Сообщаю диспетчеру о готовности принимать заказы, сегодня дежурит Танечка, тоненький голосок взлетает утвердительно в трубке, она все поняла. Выбираю между тремя шерстяными свитерами так, будто их десяток – давно пора заняться и организовать себе удобную одежду для работы, но все некогда. На пороге спохватываюсь, что ребенок просил наушники с микрофоном, возвращаюсь в детскую комнату, на минуту присаживаюсь на крутящийся стул, обтянутый яркой тканью с детскими мотивами – динозаврики, кошечки и еще мячики полосатые. Кровать застелена очень аккуратно, она никогда не выглядит так, когда ее владелец дома, на шведской лестнице ничего не висит, обычно она используется для хранения одежды.

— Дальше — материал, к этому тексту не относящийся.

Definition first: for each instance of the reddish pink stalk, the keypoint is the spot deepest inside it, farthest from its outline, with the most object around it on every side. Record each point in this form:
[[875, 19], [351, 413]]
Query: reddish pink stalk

Хватаю наушники, смотрюсь в зеркало и показываю себе язык – глупые приметы, но...

Первый вызов. Петроградская сторона, обычный питерский двор-колодец, серое замкнутое пространство, мусорные баки и дополнительная груда каких-то строительных материалов; шныряют худые кошки, похожие на крупных крыс, или крупные крысы, похожие на худых кошек, все это красиво подсвечивается ярко-желтым светом моих фар.

Продолжительное ожидание клиента располагает к рефлексии, ловлю ускользающие мысли, выстраиваю их более-менее ровно. Люблю в темное время суток представлять себе, что город под куполом черного зонтика сказочного Оле-Лукойе, его он раскрывал перед непослушными, проказливыми ребятишками. Иногда мне кажется, что вот этот теплый светящийся конус фары способен подарить пусть на пару грошей надежду людям, маленьким несчастливым человечкам, сиротливо пробирающимся в промозглом воздухе, зябко кутающимся в тощие синтепоновые куртки – им явно холодно.

Ведь когда человек счастлив, ему тепло и даже жарко. Он сбрасывает с плеча мягчайшее кашемировое пальто и бросает его в грязь, чтобы вольно ступали нежные ноги на цыпочках. Он и сам норовит пройтись по снегу босиком, и ещё под дождь – с непокрытой головой, и смеяться победно и громко, простирая руки к богам без имени, милостивым к нему сейчас.

Счастье – превосходная анестезия, и, если какой-нибудь случайный и докучливый прохожий в тулупе, валенках и сбитой набок шапке-ушанке спросит: «А помнишь, как твое сердце было разбито?» – счастливый человек задумается ненадолго. Потом понимающе улыбнется, потреплет тулуп по щеке, покрытой голубоватым игольчатым инеем, и ответит успокаивающе: «Помню-помню, а как же».

Но он не помнит, конечно. Не помнит, как дрожал от холода, кутаясь в свитер с горлом, свитер еще, лыжную куртку, меховое пальто и сверху огромный шарф крупной вязки. Не помнит, как забирался с головой под одеяло, съеживаясь эмбрионом, с тоской пытаясь вспомнить потерянное навсегда внутриутробное блаженство, а впереди новый день, и надо как-то его перетерпеть. Не помнит, как глотал горячий чай с медом, обжигая онемевшие губы, на губах застыло страдание, на каждой свое, верхнее и нижнее, итого два.